L’introduzione dell’opera si svolge in un cinema inizio Novecento dove si proietta un Western; con un abile gioco di proiezioni, il cinema si trasforma nella locanda di Minnie. Parimenti, alla fine del terzo atto, la foresta diventa l’uscita del cinema ed i due protagonisti cambiano costumi; da quelli dell’intreccio diventano attori di Hollywood, Parte del loggione, che attendeva Minnie a cavallo e con le armi puntate, ha espresso proteste. Ottima la recitazione ed i movimenti delle masse. Molto bello il bianco e nero, interrotto solamente nel primo atto da una maxiproiezione , nel fondale, del rosso deserto californiano.

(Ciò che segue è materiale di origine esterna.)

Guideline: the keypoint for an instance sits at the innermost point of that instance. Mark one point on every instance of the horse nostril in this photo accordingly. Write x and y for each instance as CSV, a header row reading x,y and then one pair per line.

Andiamo alla parte musicale. Come detto da Gavazzeni, la protagonista è l’orchestra della Scala. La novità è che questa edizione critica rivela non solo l’abilità di Puccini di utilizzare ‘temi locali’ per aggiungere ‘colore locale’ ed un uso del leit motiv tale da incorporare la lezione wagneriana in una struttura musicale novecentesca ma anche una grande attenzione alla seconda scuola di Vienna ed alle innovazioni musicali che là stavano nascendo. E’ un Western ‘espressionista’ come al cinema si sono visti solamente negli Anni Sessanta. Bravissimi i professori dellaScala nell’affrontare la difficile prova. In certi momenti (specialmente nella seconda parte del primo atto), Chailly è cosi preso dall’orchestra da non tenere un giusto equilibrio tra buca e palcoscenico, coprendo le voci della Haveman e di Aronica.
La fanciulla del West richiede cantanti attori di grande vaglia. Il ruolo di Minnie è scritto per un soprano wagneriano (ricordo la Nilsson diretta da von Matacic) ma in grado di andare a cavallo ed utilizzare carabina e pistola. Tanto Eva-Maria Westbroek quanto Barbara Haveman sono soprani usi a Wagner. Haveman ha , per certi aspetti, salvato la serata ma, al debutto alla Scala e senza prove, non è usa alle peculiarità acustiche della sala del Piermarini. Quindi, ha ecceduto in vibrato. Roberto Aronica ha superato le mie aspettative. Claudio Sgura è stato un efficace sceriffo. Eccellenti i quindici caratteristici .
Molti applausi ma qualche ‘boo’ all’uscita di Carsen e dei suoi collaboratori.